Agents that read webpages, documents, tickets, or emails can encounter malicious instructions embedded in content. Treat external text as untrusted input, even when it appears inside a normal document.

Use explicit tool policies, retrieval boundaries, and review steps for sensitive actions. The model should not be able to override system rules because a webpage asked it to.
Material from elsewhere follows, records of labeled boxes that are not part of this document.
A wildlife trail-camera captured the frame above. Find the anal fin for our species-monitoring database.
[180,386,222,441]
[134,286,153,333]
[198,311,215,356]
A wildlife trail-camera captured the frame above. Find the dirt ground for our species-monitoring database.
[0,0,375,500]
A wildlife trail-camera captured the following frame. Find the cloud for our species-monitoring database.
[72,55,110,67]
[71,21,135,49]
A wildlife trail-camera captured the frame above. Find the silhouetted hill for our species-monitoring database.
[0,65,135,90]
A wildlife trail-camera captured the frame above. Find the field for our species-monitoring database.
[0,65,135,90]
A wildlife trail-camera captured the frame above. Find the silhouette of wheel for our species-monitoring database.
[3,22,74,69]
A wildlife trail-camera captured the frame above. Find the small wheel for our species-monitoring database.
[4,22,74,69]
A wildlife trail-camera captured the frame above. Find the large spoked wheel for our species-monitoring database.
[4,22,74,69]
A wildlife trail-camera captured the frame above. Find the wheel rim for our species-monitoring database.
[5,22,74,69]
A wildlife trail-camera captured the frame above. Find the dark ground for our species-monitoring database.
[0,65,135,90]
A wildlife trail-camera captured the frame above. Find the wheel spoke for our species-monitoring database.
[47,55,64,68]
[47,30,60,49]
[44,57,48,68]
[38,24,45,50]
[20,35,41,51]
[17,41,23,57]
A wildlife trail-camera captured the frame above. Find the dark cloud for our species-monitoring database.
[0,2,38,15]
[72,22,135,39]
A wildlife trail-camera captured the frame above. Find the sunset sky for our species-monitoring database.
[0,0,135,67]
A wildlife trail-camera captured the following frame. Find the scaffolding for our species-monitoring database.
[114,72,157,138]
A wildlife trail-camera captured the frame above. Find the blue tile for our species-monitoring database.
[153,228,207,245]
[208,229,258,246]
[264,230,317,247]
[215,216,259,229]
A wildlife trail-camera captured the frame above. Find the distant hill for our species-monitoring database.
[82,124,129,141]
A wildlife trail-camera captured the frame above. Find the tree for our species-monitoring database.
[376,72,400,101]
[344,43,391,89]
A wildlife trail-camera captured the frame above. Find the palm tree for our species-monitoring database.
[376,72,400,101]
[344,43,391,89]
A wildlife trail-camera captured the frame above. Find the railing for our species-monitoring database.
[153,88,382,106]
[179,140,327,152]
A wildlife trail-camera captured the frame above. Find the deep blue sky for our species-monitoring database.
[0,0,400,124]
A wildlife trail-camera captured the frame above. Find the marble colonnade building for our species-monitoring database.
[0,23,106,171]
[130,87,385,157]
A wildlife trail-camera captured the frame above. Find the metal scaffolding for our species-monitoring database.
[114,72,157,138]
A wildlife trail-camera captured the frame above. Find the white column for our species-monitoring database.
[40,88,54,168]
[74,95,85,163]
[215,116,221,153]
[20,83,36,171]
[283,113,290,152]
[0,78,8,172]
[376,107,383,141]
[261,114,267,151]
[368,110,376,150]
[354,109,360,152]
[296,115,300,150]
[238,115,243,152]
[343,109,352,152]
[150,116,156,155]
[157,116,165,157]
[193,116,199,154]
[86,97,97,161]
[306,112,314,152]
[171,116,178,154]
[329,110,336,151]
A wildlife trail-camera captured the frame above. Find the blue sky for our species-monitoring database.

Log actions, not just messages

A useful audit trail includes prompts, retrieved context, tool calls, files touched, commands run, API calls, approvals, and final outputs. Logs should be searchable when an incident happens.

For engineering agents, keep generated changes in normal version-control workflows. For business automation agents, store enough context to explain why an action was taken.

Use staged permissions

Begin with read-only access, then limited write access, then scoped automation. Each stage should have rollback instructions and a clear owner.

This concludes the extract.